The post type will be for property listings. I've decided to have one post type for For Sale and one for Rentals, simple because they have somewhat different property information.
A typical listing will need to specify some information, ie, is it a house, an apartment or maybe it's just a piece of land.
What are the pros and cons of specifying this info using custom fields (meta data) versus using taxonomy (categories and tags)?
I can see that it's easy to search based on taxonomy, but custom post types meta data can also be queried.
Also, it seems that this question applies to any post data where discrete choices are required: meta data checkbox, select or taxonomy.
Any thoughts?
Thanks.
My preference for what you're trying to do would be taxonomy for the following reasons:
SEO and User Friendly URLs
With categories and tags, WordPress permalinks are setup to put that information in the URL for you. This will go a long way towards the SEO and usability of your site because you'll be able to create URLs like:
http://yoursite.com/rentals
http://yoursite.com/for-sale/two-bedroom/123-fake-street
Hierarchy
I don't know if you have the need for it, but building a hierarchy with categories is easy.

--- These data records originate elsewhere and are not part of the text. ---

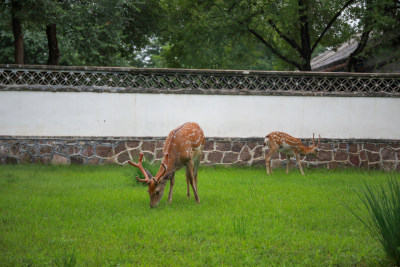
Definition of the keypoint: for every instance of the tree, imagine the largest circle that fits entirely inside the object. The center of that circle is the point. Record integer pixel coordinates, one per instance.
(292, 30)
(16, 11)
(378, 18)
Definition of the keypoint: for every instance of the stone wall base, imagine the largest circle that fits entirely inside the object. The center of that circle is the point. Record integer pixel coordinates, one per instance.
(333, 154)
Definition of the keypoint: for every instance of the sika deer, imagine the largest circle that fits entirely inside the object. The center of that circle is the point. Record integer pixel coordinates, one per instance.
(183, 147)
(289, 145)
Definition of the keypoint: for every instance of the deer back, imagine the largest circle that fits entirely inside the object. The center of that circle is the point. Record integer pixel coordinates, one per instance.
(182, 145)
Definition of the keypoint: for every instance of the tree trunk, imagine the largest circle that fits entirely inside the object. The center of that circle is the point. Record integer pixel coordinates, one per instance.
(17, 31)
(54, 52)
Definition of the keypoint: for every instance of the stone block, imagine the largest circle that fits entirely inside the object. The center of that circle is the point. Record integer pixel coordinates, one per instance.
(73, 149)
(209, 146)
(46, 150)
(59, 160)
(135, 154)
(245, 154)
(94, 161)
(251, 145)
(257, 152)
(325, 147)
(159, 153)
(258, 162)
(25, 158)
(215, 157)
(237, 147)
(148, 156)
(11, 160)
(363, 155)
(88, 151)
(388, 165)
(119, 148)
(133, 144)
(341, 155)
(77, 160)
(324, 155)
(355, 160)
(363, 164)
(371, 147)
(42, 160)
(224, 146)
(230, 157)
(277, 163)
(60, 149)
(334, 165)
(310, 158)
(373, 157)
(104, 151)
(374, 166)
(159, 144)
(14, 149)
(388, 154)
(353, 148)
(3, 150)
(343, 146)
(123, 157)
(148, 146)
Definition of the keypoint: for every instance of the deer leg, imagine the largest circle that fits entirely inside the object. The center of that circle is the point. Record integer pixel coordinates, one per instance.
(171, 186)
(298, 162)
(268, 158)
(190, 171)
(187, 183)
(287, 163)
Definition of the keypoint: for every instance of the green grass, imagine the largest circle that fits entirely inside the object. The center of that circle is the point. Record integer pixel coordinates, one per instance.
(91, 215)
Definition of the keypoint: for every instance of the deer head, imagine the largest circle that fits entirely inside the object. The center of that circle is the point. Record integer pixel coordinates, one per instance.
(313, 149)
(157, 183)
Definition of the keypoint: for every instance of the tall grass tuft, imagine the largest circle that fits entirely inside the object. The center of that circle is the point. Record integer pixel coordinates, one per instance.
(384, 210)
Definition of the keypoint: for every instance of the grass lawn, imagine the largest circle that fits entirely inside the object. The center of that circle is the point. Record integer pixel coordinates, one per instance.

This will give you lots of flexibility when it comes to organizing your posts.
Theme Coding
As you said, it's possible to perform custom queries for meta data, but WordPress has many out-of-the-box functions to query and display based on tags and categories. This will mean that you'll have to write less code to get your theme to do what you want.
I've done exactly what you are talking about, both ways (using Custom Fields versus Categories). My view is you should use a mix - use Categories for the most important information (eg For Sale, Type of Property etc) and use Custom Fields for the actual data for the listing.
Wordpress then has many built in functions to organise that data in a really intuitive way, and allows you to easily group properties of the same type together, in exactly the way a user wants to browse the data.